Microscopy moves to 4D

Material scientists from Denmark have developed an X-ray microscope that can follow the changes that take place in a metal during the process of recrystallization in three spatial dimensions and one time dimension.

Material scientists from Denmark have developed an X-ray microscope that can follow the changes that take place in a metal during the process of recrystallization, an important step in the production of metals, in three spatial dimensions and one time dimension.

Preliminary results obtained with the device show that the growth of metallic grains during the process is less smooth and regular growth than predicted by theory.

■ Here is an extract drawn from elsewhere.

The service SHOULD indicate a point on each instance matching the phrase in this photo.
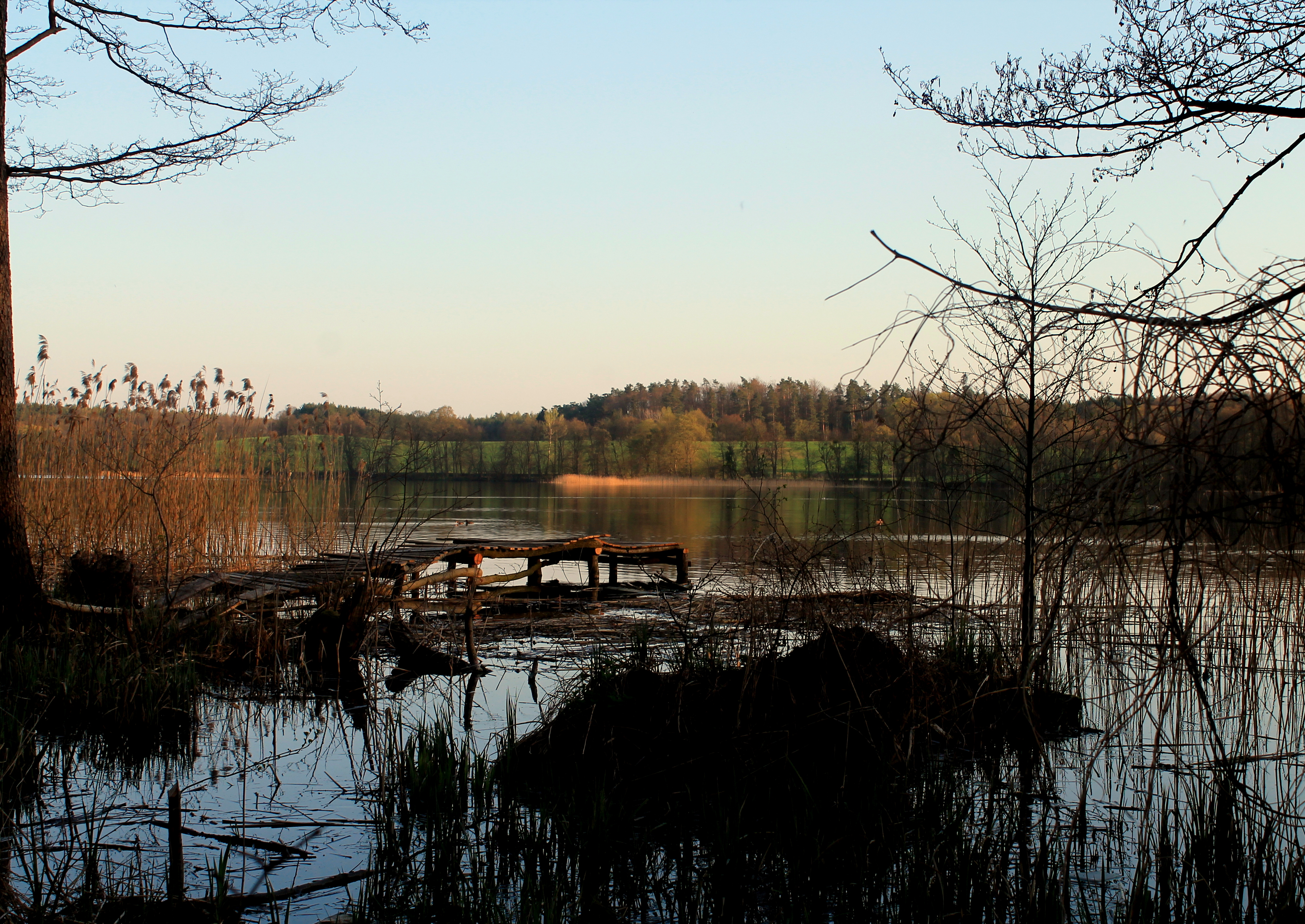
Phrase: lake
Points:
(302, 767)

“We are now able to see in-situ the full three dimensional shape of a single grain as it evolves during recrystallization in the interior of a sample,” says Soeren Schimdt of the Riso National Laboratory in Denmark.

“One could say that we have a full four dimensional (4D) description of the grain. This is the first time ever this has been obtained.”

The four-dimensional microscope is a modified version of the Three Dimensional X-Ray Diffraction (3DXRD) microscope at the European Synchrotron Radiation Facility (ESRF) in Grenoble. Schimdt and colleagues from Riso and the ESRF used a beam of 50 keV X-rays from the ESRF to study a single crystal of aluminium that had been deformed enough to ensure that recrystallization would occur.

The Danish scientists started by positioning their sample in the 3DXRD microscope so that the X-ray beam intersected a single recrystallizing grain. Next, they made a series of vertical cuts across the grain and took images of the successive cross-sections. By then stacking these images together, they were able to obtain a full three-dimensional image of the grain. The procedure was repeated several times to produce a movie of the process.

The team now plans to investigate recrystallization in other situations. “Hopefully we can combine these results and come up with a more fundamental description of the recrystallization process,” says Schmidt.